Snow foam is OK, but I prefer a Pre-Wash in a pump spray, less faff.

I will only snow if the car is caked in dried on mud in winter.


----------



## Bero (Mar 9, 2008)

Does it remove a lot of dirt? - Yes

Does it remove much more dirt than a PW alone? A fair bit depending on the SF.

It it essential? - Definitely not

Does it look cool? - Absolutely!


----------



## TonyH38 (Apr 7, 2013)

Found it ineffective to be honest.


----------



## mr.t (Oct 1, 2010)

I tried it for first time last week
1 word.....fantastic!!!
Check out my thread with pix.


----------



## Pittsy (Jun 14, 2014)

I have snow foamed in the past but stopped for the following reasons:
1) Foam everywhere
2) it seems to slide off a well waxed car (might have been my mixture)
3) PITA to set up each time
4) Dropped and broke the lance
So now i use VP CPW through a pump sprayer and have never looked back, it cleaned just as well if not better, less fuss and mess, cheaper as the pump sprayer only cost a couple of squid and i dont look like a knob when doing it..... any more of a knob anyway


----------



## Clyde (Feb 15, 2012)

Personally I'd say a pre wash is just as effective, cheaper and quicker.
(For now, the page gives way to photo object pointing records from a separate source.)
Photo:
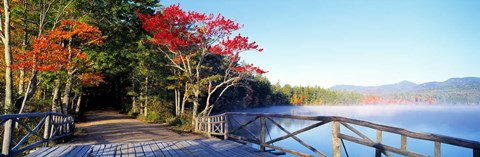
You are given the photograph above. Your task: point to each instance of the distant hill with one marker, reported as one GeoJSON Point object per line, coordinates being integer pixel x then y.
{"type": "Point", "coordinates": [452, 91]}
{"type": "Point", "coordinates": [383, 89]}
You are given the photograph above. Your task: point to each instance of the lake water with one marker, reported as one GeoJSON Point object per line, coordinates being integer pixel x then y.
{"type": "Point", "coordinates": [456, 121]}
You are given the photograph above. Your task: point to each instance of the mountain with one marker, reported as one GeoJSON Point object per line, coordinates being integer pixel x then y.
{"type": "Point", "coordinates": [383, 89]}
{"type": "Point", "coordinates": [452, 91]}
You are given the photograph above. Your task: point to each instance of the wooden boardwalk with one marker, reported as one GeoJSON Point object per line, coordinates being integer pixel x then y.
{"type": "Point", "coordinates": [183, 148]}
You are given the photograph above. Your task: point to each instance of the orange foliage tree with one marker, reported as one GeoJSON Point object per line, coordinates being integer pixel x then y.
{"type": "Point", "coordinates": [60, 50]}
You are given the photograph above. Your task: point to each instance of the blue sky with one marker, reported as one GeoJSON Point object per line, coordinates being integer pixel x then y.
{"type": "Point", "coordinates": [375, 42]}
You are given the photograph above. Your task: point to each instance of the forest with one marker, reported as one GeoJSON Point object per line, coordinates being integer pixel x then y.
{"type": "Point", "coordinates": [160, 63]}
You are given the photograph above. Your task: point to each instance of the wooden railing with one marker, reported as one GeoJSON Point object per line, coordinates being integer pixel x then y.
{"type": "Point", "coordinates": [219, 125]}
{"type": "Point", "coordinates": [41, 127]}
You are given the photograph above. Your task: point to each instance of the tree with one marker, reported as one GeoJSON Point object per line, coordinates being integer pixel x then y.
{"type": "Point", "coordinates": [60, 50]}
{"type": "Point", "coordinates": [187, 38]}
{"type": "Point", "coordinates": [5, 36]}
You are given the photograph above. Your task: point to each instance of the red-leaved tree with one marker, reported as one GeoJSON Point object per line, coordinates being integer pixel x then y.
{"type": "Point", "coordinates": [188, 38]}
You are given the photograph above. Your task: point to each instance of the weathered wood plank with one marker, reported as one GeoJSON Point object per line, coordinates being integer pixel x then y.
{"type": "Point", "coordinates": [60, 150]}
{"type": "Point", "coordinates": [138, 149]}
{"type": "Point", "coordinates": [411, 134]}
{"type": "Point", "coordinates": [147, 149]}
{"type": "Point", "coordinates": [194, 144]}
{"type": "Point", "coordinates": [296, 139]}
{"type": "Point", "coordinates": [168, 148]}
{"type": "Point", "coordinates": [39, 151]}
{"type": "Point", "coordinates": [75, 150]}
{"type": "Point", "coordinates": [131, 150]}
{"type": "Point", "coordinates": [380, 146]}
{"type": "Point", "coordinates": [156, 150]}
{"type": "Point", "coordinates": [298, 132]}
{"type": "Point", "coordinates": [96, 149]}
{"type": "Point", "coordinates": [163, 149]}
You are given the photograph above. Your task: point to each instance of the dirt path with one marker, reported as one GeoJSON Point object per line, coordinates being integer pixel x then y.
{"type": "Point", "coordinates": [112, 127]}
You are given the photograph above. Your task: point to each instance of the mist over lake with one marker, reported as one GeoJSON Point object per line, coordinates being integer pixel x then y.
{"type": "Point", "coordinates": [451, 120]}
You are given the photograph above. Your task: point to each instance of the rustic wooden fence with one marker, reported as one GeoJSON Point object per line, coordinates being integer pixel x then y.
{"type": "Point", "coordinates": [219, 125]}
{"type": "Point", "coordinates": [25, 131]}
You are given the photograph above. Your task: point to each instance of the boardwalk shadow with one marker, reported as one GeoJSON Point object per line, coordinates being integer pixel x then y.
{"type": "Point", "coordinates": [103, 127]}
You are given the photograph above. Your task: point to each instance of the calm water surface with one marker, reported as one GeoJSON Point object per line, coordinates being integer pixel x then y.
{"type": "Point", "coordinates": [457, 121]}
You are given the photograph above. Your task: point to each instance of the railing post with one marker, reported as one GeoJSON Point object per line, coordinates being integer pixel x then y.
{"type": "Point", "coordinates": [195, 124]}
{"type": "Point", "coordinates": [378, 153]}
{"type": "Point", "coordinates": [336, 152]}
{"type": "Point", "coordinates": [7, 136]}
{"type": "Point", "coordinates": [47, 127]}
{"type": "Point", "coordinates": [262, 133]}
{"type": "Point", "coordinates": [209, 126]}
{"type": "Point", "coordinates": [225, 125]}
{"type": "Point", "coordinates": [437, 149]}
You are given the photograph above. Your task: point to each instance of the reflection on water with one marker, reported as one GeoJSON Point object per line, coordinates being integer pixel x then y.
{"type": "Point", "coordinates": [457, 121]}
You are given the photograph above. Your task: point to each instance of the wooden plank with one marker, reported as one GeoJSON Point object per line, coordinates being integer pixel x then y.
{"type": "Point", "coordinates": [296, 139]}
{"type": "Point", "coordinates": [103, 149]}
{"type": "Point", "coordinates": [109, 150]}
{"type": "Point", "coordinates": [163, 149]}
{"type": "Point", "coordinates": [244, 124]}
{"type": "Point", "coordinates": [233, 149]}
{"type": "Point", "coordinates": [298, 132]}
{"type": "Point", "coordinates": [380, 146]}
{"type": "Point", "coordinates": [411, 134]}
{"type": "Point", "coordinates": [167, 147]}
{"type": "Point", "coordinates": [219, 147]}
{"type": "Point", "coordinates": [123, 150]}
{"type": "Point", "coordinates": [147, 149]}
{"type": "Point", "coordinates": [75, 150]}
{"type": "Point", "coordinates": [182, 150]}
{"type": "Point", "coordinates": [60, 150]}
{"type": "Point", "coordinates": [156, 150]}
{"type": "Point", "coordinates": [194, 144]}
{"type": "Point", "coordinates": [83, 152]}
{"type": "Point", "coordinates": [349, 127]}
{"type": "Point", "coordinates": [138, 149]}
{"type": "Point", "coordinates": [96, 149]}
{"type": "Point", "coordinates": [131, 150]}
{"type": "Point", "coordinates": [39, 151]}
Used many snow foams and never really been won over by them. I tend to reach for a pre wash these days.


----------



## Kimo (Jun 7, 2013)

Don't get how setting up snow foam takes any longer than setting up a pre wash in a sprayer, oh wait, it's quicker cos you don't have to pump every 5 seconds -.-

If you have a good foam then itll perform just as well if not better than a pre wash

Problem is people just go for the ones which look pretty, smell nice or have a fancy name lol

It's also far cheaper for snow foam than pre wash too :lol:


----------



## Dougnorwich (Jun 27, 2014)

Kimo73 said:


> Don't get how setting up snow foam takes any longer than setting up a pre wash in a sprayer, oh wait, it's quicker cos you don't have to pump every 5 seconds -.-
> 
> If you have a good foam then itll perform just as well if not better than a pre wash
> 
> ...


Ere ere Mr kimo

Expensive and smelly doesn't always equal good....unless she's blonde


----------



## JwilliamsM (Dec 20, 2011)

I've had it with snow foam now. It works ok and looks pretty, but the mess it makes in the door shuts/engine bay/boot is beyond a pain in a$$ to remove when drying. 
I much prefer my valet pro pre wash in my osatu pump sprayer, much tidier and as effective if not better


----------